Following the "Destiny Odysseys" is the "Shade Impulse", where all ten warriors have their crystals but arrive too late to save Cosmos, who is killed by Chaos. The heroes begin to fade away but are saved by the power of the crystals, allowing them to use what time they have left to strike back against the villains and defeat Chaos. In the end, the warriors leave for their respective worlds while Cosmos revives to reign over World B.

The game features two other storylines with "Distant Glory", where Shanttoto and Gabranth are introduced to the player in two different areas where they are trapped and have to find a way out. The other story mode, "Inward Chaos", serves as an alternate scenario in which Chaos has never been defeated and the player is guided by an entity known as Shinryu to defeat Chaos.

== Development ==
Dissidia Final Fantasy was originally envisioned by creative producer Tetsuya Nomura as a Kingdom Hearts spin-off featuring a cast of Disney characters while the Square Enix staff were developing Kingdom Hearts II. Nomura later felt uncomfortable with the Disney characters fighting each other and instead opted to use Final Fantasy characters, although the original idea eventually gave rise to the development of Kingdom Hearts 358/2 Days, with the game's multiplayer mode inspired by Dissidias gameplay.

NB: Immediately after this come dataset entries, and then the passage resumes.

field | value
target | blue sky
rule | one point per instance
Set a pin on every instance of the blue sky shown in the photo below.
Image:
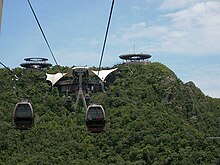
(183, 35)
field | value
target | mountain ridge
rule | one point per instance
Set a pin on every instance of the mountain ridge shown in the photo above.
(152, 118)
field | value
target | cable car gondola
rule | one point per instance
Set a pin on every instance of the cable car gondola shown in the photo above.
(23, 115)
(95, 118)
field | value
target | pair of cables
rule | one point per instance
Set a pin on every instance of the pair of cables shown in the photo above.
(104, 42)
(49, 47)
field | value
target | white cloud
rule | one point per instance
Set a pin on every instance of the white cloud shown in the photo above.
(177, 4)
(194, 30)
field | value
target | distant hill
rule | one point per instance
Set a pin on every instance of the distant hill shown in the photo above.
(152, 118)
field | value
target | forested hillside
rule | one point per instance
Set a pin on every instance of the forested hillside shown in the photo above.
(152, 117)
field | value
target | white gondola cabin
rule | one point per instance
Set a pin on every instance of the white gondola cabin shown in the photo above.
(95, 118)
(23, 115)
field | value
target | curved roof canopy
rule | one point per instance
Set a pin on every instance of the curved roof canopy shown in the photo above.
(102, 74)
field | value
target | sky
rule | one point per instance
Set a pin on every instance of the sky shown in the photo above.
(184, 35)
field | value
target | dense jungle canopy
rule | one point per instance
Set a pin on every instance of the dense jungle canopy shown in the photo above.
(152, 117)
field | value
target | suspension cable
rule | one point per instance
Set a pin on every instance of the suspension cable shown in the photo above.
(106, 35)
(40, 27)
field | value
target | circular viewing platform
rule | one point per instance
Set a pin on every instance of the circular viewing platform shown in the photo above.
(135, 57)
(36, 63)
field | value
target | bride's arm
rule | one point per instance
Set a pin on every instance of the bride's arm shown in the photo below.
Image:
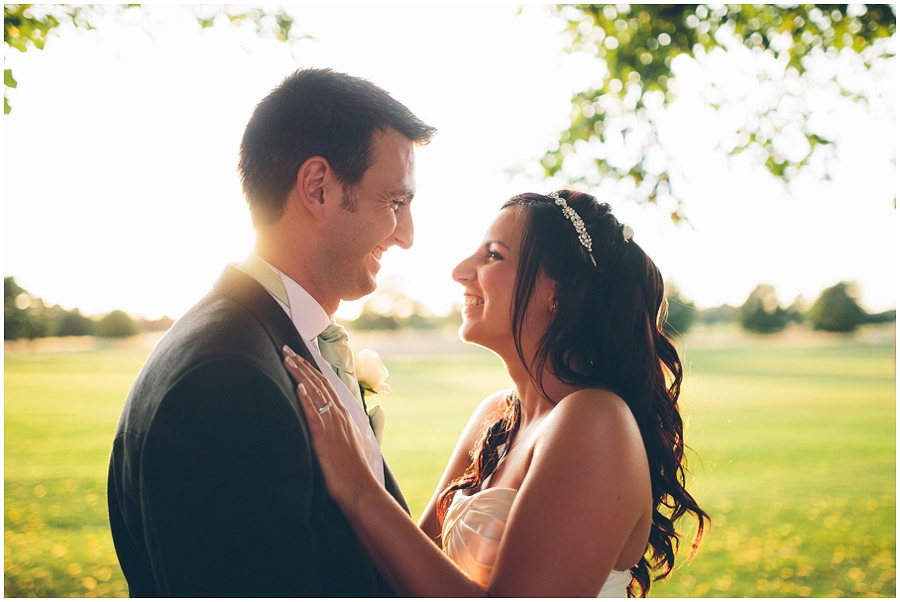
(460, 459)
(407, 559)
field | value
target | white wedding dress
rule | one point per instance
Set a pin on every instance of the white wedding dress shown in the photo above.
(472, 530)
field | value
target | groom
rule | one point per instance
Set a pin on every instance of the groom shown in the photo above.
(214, 489)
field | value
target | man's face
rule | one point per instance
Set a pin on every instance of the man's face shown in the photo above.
(372, 216)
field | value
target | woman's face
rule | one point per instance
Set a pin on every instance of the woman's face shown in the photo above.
(489, 278)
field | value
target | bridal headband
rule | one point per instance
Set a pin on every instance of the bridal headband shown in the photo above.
(583, 237)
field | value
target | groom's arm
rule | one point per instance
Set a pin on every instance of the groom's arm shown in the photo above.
(226, 487)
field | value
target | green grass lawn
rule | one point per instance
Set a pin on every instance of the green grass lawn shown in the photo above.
(794, 447)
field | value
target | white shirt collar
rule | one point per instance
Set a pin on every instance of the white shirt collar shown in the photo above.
(310, 320)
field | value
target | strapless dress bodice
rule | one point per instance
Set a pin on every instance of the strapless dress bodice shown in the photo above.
(473, 527)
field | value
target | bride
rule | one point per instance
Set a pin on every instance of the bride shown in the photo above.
(570, 484)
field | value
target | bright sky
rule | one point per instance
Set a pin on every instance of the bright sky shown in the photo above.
(121, 191)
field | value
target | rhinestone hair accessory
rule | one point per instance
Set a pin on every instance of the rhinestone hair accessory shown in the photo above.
(583, 237)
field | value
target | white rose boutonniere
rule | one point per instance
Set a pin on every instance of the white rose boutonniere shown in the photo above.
(371, 374)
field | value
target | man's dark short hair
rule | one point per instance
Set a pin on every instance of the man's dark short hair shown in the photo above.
(316, 112)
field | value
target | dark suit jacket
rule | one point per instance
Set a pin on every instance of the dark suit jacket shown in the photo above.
(214, 487)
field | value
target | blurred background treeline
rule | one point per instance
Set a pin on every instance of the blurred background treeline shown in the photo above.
(837, 309)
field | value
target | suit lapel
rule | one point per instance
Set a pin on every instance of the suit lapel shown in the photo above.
(248, 292)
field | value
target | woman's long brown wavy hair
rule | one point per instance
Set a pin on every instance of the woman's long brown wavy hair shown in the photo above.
(607, 332)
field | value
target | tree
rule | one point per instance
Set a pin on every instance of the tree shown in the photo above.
(836, 309)
(761, 312)
(614, 125)
(73, 324)
(29, 26)
(24, 316)
(681, 313)
(116, 325)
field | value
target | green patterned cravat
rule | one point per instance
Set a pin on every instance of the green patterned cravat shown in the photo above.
(334, 345)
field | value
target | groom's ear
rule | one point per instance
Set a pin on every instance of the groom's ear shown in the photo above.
(313, 178)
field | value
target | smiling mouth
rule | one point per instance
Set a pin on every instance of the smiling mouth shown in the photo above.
(472, 301)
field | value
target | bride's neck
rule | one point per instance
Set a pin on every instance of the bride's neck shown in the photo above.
(534, 404)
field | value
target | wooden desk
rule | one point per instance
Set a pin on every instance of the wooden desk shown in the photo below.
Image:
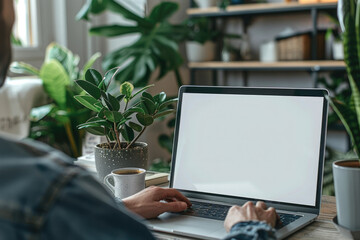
(322, 228)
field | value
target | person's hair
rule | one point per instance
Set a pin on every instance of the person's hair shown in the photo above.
(5, 44)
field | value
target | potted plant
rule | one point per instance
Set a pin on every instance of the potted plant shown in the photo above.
(347, 172)
(55, 123)
(120, 118)
(200, 36)
(156, 47)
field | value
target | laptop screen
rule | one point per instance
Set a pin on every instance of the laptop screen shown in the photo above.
(251, 146)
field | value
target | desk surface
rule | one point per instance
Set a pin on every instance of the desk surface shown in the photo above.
(322, 228)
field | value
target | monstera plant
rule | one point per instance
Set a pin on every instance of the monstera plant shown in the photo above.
(347, 172)
(156, 47)
(56, 122)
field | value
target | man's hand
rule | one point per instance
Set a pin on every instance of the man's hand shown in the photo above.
(249, 212)
(154, 201)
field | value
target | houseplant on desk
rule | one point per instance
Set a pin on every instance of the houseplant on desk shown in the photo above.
(55, 123)
(347, 173)
(116, 117)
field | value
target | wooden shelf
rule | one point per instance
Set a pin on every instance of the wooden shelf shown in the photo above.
(258, 8)
(313, 66)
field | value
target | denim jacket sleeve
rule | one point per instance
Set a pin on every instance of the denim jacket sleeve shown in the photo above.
(251, 230)
(86, 211)
(44, 196)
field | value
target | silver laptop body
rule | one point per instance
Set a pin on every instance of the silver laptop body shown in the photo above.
(234, 145)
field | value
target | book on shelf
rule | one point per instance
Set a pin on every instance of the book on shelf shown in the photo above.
(151, 179)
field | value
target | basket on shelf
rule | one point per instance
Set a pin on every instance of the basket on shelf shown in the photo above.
(298, 46)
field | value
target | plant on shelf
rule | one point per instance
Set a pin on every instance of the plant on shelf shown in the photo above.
(55, 123)
(115, 119)
(200, 37)
(156, 47)
(347, 172)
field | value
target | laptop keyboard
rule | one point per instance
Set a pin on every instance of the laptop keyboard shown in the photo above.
(218, 212)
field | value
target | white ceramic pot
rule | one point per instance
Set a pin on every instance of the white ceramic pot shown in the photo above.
(197, 52)
(206, 3)
(347, 192)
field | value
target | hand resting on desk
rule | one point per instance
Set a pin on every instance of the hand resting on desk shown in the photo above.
(153, 201)
(249, 212)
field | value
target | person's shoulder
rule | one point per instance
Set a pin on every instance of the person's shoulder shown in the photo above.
(30, 170)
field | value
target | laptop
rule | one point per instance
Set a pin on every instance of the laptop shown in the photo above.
(235, 144)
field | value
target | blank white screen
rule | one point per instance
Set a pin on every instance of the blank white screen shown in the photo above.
(253, 146)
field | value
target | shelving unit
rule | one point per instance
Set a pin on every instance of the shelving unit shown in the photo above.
(259, 8)
(246, 11)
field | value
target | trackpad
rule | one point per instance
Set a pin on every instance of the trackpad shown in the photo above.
(188, 226)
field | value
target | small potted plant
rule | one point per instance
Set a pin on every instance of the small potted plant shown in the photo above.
(122, 118)
(347, 172)
(55, 123)
(200, 36)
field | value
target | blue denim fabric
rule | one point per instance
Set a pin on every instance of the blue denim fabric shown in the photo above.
(44, 196)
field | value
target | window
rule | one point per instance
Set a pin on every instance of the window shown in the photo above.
(25, 27)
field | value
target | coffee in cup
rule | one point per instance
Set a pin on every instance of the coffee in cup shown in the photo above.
(127, 181)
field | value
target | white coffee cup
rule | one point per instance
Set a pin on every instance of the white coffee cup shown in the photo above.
(128, 181)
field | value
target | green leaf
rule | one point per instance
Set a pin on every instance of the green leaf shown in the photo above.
(161, 97)
(120, 97)
(114, 30)
(113, 116)
(95, 121)
(144, 119)
(164, 113)
(148, 95)
(99, 131)
(128, 133)
(150, 105)
(88, 101)
(114, 102)
(349, 118)
(133, 110)
(101, 114)
(89, 64)
(118, 8)
(142, 90)
(163, 11)
(135, 126)
(55, 80)
(167, 103)
(126, 89)
(93, 76)
(39, 113)
(140, 68)
(171, 123)
(167, 42)
(90, 88)
(23, 68)
(150, 63)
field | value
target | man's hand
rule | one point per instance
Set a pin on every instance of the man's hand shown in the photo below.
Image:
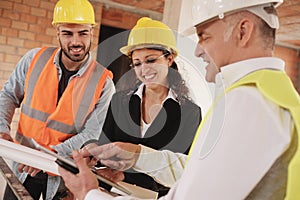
(6, 136)
(30, 170)
(79, 184)
(117, 155)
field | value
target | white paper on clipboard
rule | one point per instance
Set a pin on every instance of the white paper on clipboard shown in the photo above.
(46, 162)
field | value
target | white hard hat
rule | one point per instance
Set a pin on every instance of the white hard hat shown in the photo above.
(206, 10)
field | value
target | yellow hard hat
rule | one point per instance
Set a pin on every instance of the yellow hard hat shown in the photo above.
(148, 33)
(74, 12)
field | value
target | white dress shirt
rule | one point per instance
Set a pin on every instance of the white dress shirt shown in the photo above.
(238, 144)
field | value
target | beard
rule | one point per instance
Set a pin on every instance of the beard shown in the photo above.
(75, 57)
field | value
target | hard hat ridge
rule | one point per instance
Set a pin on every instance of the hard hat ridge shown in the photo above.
(204, 11)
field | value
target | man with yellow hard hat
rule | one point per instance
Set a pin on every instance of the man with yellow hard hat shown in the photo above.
(247, 146)
(63, 95)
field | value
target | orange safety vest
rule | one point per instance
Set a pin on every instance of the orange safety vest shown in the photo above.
(45, 120)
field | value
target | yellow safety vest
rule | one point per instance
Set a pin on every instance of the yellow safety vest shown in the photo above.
(277, 87)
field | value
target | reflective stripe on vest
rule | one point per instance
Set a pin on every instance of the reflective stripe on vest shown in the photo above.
(277, 87)
(41, 117)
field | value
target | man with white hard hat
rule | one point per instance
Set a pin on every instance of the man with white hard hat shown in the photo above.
(247, 147)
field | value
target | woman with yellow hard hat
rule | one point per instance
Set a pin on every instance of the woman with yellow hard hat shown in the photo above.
(156, 112)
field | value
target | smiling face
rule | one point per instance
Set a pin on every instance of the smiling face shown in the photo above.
(151, 67)
(75, 41)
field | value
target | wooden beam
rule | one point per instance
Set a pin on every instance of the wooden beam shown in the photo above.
(13, 182)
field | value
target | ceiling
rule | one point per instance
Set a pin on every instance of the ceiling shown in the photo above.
(288, 34)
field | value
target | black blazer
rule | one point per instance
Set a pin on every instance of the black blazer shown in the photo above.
(173, 129)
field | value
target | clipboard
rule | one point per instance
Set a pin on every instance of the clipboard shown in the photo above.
(44, 159)
(70, 166)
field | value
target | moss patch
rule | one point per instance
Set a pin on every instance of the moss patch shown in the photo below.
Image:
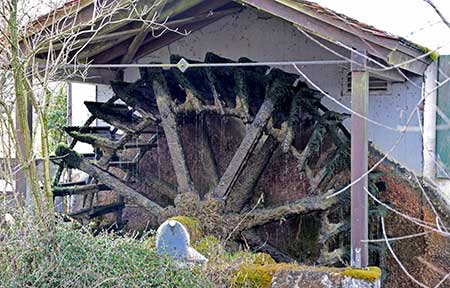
(259, 276)
(370, 274)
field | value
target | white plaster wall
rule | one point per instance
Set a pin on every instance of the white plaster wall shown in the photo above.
(263, 38)
(429, 147)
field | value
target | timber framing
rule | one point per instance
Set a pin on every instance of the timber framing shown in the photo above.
(126, 41)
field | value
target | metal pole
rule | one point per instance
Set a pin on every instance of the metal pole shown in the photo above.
(359, 163)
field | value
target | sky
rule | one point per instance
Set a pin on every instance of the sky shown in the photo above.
(412, 19)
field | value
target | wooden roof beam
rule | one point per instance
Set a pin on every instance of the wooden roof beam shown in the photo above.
(333, 33)
(151, 44)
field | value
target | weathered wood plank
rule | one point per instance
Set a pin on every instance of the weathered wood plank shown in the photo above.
(90, 213)
(79, 189)
(251, 174)
(248, 144)
(169, 124)
(74, 160)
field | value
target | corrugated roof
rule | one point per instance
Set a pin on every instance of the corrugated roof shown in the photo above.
(351, 22)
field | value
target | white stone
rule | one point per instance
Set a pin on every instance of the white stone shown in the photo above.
(173, 239)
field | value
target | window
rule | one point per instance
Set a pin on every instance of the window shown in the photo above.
(376, 85)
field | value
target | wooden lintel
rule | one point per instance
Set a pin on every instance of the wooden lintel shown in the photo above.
(392, 75)
(97, 76)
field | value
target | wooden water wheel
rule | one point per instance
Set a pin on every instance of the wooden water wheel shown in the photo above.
(250, 151)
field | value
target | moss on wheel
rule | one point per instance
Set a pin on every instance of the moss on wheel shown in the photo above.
(370, 274)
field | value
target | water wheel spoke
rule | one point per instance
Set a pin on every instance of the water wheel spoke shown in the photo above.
(248, 144)
(74, 160)
(260, 245)
(169, 124)
(265, 215)
(251, 174)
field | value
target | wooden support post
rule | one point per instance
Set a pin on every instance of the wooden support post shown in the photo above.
(359, 162)
(20, 178)
(248, 144)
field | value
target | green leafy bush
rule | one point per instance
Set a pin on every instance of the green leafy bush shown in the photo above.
(72, 257)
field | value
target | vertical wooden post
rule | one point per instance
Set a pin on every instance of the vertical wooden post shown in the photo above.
(359, 162)
(20, 178)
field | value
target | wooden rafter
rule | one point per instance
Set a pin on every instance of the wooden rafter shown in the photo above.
(151, 44)
(142, 34)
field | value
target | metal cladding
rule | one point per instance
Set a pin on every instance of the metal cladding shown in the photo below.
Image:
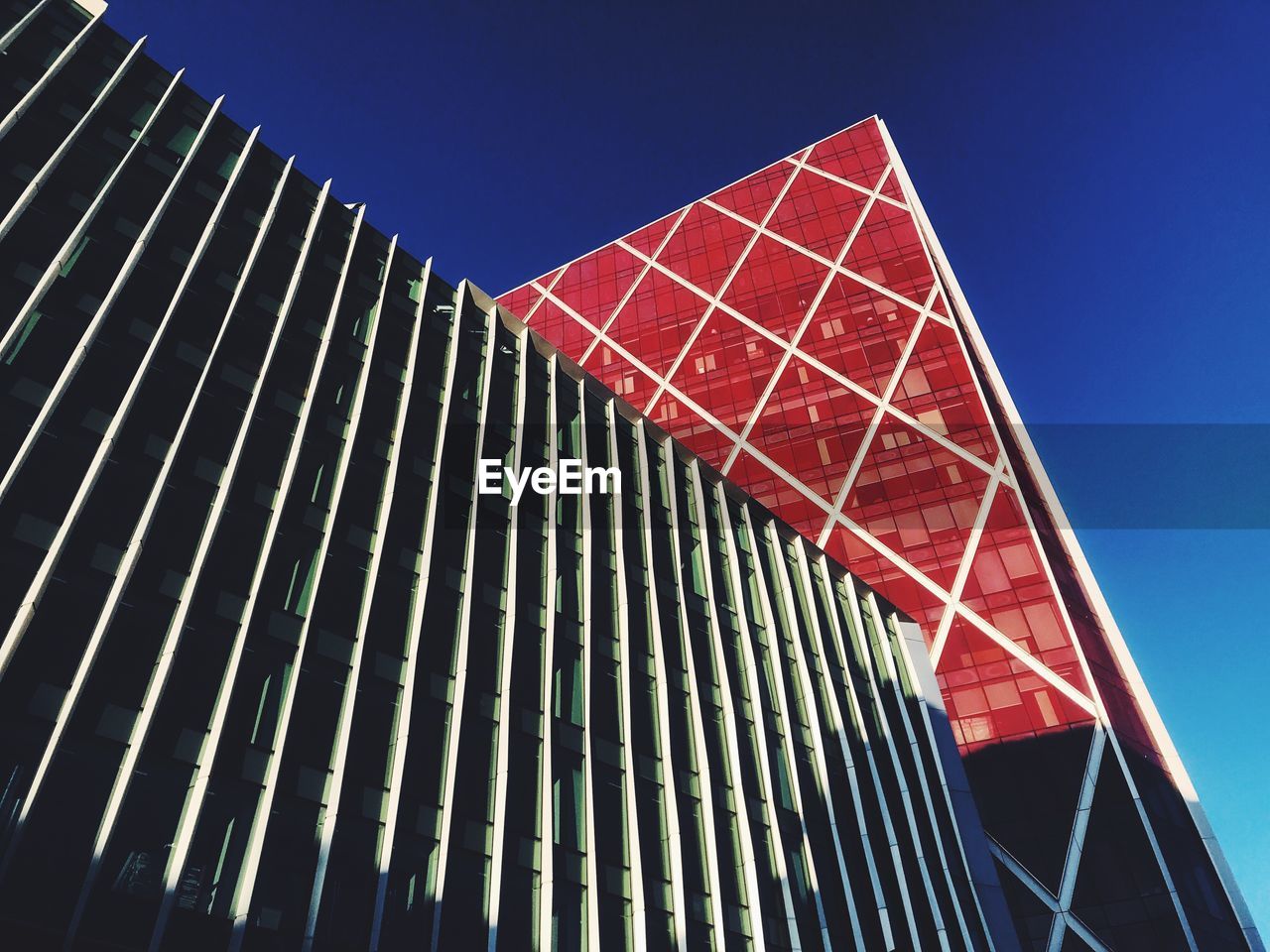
(802, 330)
(275, 675)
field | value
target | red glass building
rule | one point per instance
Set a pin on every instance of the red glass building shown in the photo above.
(803, 331)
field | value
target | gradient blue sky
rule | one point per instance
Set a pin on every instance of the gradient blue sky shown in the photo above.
(1098, 179)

The game was made in commemoration of the franchise's 20th anniversary and despite being handled by young employees, Nomura noticed there was no pressure, having assisted them in the designing various areas from the gameplay. The game was directed by Takeshi Arakawa whom Nomura noted that his experience in a previous Square Enix game, The World Ends With You, had a good effect in the game. To have their desired way of fighting, the team chose the PlayStation Portable console. There were plans for online play but the console's capacities made them unable to add such a feature. Developing the game took three years due with the battle system requiring two years and the RPG mode one.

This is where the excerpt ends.